131405 “Every high tide brings fresh algae to settle on the wave-cut platform, with limpets or other gastropod molluscs grazing it with their radulae – rasping tongues.”
“The regular jointing of the slaty bedrock looks like well machined paving slabs”
“Fields of mushroom-shaped pedestals are stromatolites – fossilised structures made by photosynthesising bacteria.”
“ A fossil ammonite (a kind of cuttle-fish in a spiral shell) measuring 2 feet in diameter”
Shortly we pass under the pier erected before construction commenced on Hinkley Point C. Bringing material in by boat would have been much easier than by road (perhaps surprisingly the 500 tonne reactor pressure vessel was delivered by road, having been taken by barge to Combwich on the River Parrett).
Now we start to feel like we are trespassing as we carefully move along the wet, slippery, wobbly, treacherous beach. It being a Sunday not a sound comes from the otherwise busy building site where some couple of dozen tall crane jibs poke skyward. At night you can see the glow of the site from our cottage some 10 miles away. The absence of human noise and the nature of these bulky chunks of concrete and steel make for an eerie experience. Even more alarming is having to pick our way through a small stream which exits the nuclear site and crosses the beach. I make a mental note to give my boots a good wash when I get home. I don’t fancy wearing boots which glow in the dark!
By now the walk is becoming quite arduous. We may not have walked as far as we originally planned, but taking the beach route has sapped a lot more of our energy than the official one (or is it perhaps the proximity to radiation I wonder).
It seems to take forever to walk the length of the site and its massive concrete sea wall, but we do eventually climb back up onto dry land beyond Hinkley B reactor and start the final few miles of sea wall walking before finally arriving at our car at Steart.

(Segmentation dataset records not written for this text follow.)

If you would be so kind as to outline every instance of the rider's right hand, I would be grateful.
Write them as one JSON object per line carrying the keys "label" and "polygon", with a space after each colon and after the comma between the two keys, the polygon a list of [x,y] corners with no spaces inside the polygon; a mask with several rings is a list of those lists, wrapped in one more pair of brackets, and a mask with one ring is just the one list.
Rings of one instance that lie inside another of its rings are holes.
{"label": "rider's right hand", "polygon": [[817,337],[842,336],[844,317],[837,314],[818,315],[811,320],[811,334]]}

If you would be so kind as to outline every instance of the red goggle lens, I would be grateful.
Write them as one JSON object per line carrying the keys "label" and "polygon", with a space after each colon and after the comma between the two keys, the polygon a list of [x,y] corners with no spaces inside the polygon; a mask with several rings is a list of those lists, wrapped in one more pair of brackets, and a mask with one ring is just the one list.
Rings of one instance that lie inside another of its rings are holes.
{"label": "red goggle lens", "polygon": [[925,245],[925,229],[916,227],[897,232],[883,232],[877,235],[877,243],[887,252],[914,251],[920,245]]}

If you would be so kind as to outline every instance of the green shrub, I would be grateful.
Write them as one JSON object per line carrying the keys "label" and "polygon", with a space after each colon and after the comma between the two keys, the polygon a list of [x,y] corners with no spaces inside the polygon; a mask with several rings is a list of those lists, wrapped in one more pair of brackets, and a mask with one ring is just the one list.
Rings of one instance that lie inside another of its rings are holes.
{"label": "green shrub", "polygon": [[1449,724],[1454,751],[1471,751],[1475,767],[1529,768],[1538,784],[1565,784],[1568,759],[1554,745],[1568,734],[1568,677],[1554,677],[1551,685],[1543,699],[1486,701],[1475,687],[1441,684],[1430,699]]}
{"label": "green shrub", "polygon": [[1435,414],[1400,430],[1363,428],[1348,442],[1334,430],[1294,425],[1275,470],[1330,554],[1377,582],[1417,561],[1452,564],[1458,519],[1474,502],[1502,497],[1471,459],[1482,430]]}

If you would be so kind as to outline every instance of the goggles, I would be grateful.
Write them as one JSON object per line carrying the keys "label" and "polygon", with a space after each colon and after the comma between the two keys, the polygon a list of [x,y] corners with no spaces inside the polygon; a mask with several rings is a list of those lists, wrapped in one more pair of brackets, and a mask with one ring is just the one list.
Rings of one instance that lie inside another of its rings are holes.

The last time I was here was in February 1982. It was my last day of working at Nettlecombe Court Field Study Centre. I had celebrated perhaps with too much enthusiasm the previous night and had to make an early start carrying out sampling the muddy sediments in the intertidal zone here. I don’t remember much about it, but I do have the photos to prove it.
“Pier erected for landing materials for the construction of Hinkley Point C.”
“Worrying outfall from the nuclear power station – it is necessary to be vigilant and ensure no contaminated water can ever escape from the power station into the environment”
“Hinkley Point A nuclear reactors built from 1957, closed 1999, complete removal by 2091”
“Hinkley Point B nuclear reactor built from 1967, commissioned in 1976, closed 2022”
“Steart salt marsh – a large expanse of intertidal vegetation important for protecting adjacent land from the sea and sequestering massive amounts of C02.”